Retrieval Augmented Generation (RAG) is a powerful technique for enhancing large language models (LLMs) by grounding them in external knowledge sources. This blog post looks into a common challenge in RAG implementations: achieving high-quality semantic search. We’ll explore why traditional similarity search often falls short, and how new “task type” embeddings in Vertex AI offer a streamlined solution to significantly improve the accuracy and effectiveness of your RAG system.
When building Retrieval Augmented Generation (RAG) systems, most designs we’ve seen use text embeddings and vector search to conduct a semantic similarity search. In many cases, this leads to degraded search quality, because of the “question is not the answer” problem. For example, a question like “Why is the sky blue?” and its answer, “The scattering of sunlight causes the blue color”, have distinctly different meanings as separate statements. Likewise, if you ask “What’s the best birthday present for my kid?” to a RAG system with a similarity search, it would be hard to find items like “Nintendo Switch” or “Lego sets”, as those answers are not semantically similar to the question.
Technically speaking, the distribution of the question embedding space and answer embedding space have a major gap, and the simple similarity search doesn’t work well. To fill the gap, you need to have an AI/ML model that learns the relationship between the query and answer.

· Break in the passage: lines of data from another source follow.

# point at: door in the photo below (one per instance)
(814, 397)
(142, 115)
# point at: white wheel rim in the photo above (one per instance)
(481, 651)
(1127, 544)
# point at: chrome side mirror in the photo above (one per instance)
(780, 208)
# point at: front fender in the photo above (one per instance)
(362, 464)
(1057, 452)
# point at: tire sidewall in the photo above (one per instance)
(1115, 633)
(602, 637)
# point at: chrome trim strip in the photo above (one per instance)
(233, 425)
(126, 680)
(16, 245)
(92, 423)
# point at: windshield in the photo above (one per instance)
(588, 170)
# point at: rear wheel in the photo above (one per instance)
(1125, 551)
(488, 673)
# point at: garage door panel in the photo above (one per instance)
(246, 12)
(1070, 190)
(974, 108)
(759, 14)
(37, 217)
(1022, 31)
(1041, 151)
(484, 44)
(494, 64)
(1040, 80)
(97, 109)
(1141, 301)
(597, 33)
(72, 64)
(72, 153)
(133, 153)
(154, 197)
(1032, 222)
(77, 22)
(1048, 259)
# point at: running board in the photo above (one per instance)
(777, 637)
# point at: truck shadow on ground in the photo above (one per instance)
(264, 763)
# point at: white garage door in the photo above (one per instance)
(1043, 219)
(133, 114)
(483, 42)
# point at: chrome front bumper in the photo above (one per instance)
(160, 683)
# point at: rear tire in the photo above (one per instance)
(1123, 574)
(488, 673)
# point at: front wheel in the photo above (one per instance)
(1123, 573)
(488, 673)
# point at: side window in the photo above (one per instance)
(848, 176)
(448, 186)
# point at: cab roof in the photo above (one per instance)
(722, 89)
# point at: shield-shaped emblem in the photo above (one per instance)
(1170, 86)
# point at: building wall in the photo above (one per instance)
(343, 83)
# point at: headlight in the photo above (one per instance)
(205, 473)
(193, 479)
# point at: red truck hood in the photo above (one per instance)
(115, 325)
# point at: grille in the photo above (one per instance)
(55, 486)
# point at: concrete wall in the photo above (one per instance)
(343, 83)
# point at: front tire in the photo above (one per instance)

This is actually a classic problem of semantic search for information retrieval, and Google has a long history of optimizing the semantic search quality for billions of users. Google Search started incorporating semantic search in 2015, with the introduction of AI search innovations like our deep learning ranking system RankBrain. This innovation was quickly followed with neural matching to improve the accuracy of document retrieval in Search. Neural matching contains deep learning models that learn the relationship between the query intention and relevant documents. For example, a vague search query like “insights how to manage a green”. If a friend asked you this, you’d probably be stumped. But with neural matching, Google search is able to make sense of it.
For developers that want to incorporate sophisticated semantic search like neural matching into their RAG system the popular approach has been to train a dual encoder model (aka two-tower) that learns the relationship between the query embeddings and answer embeddings. The following diagram depicts how a dual encoder model maps queries with relevant documents.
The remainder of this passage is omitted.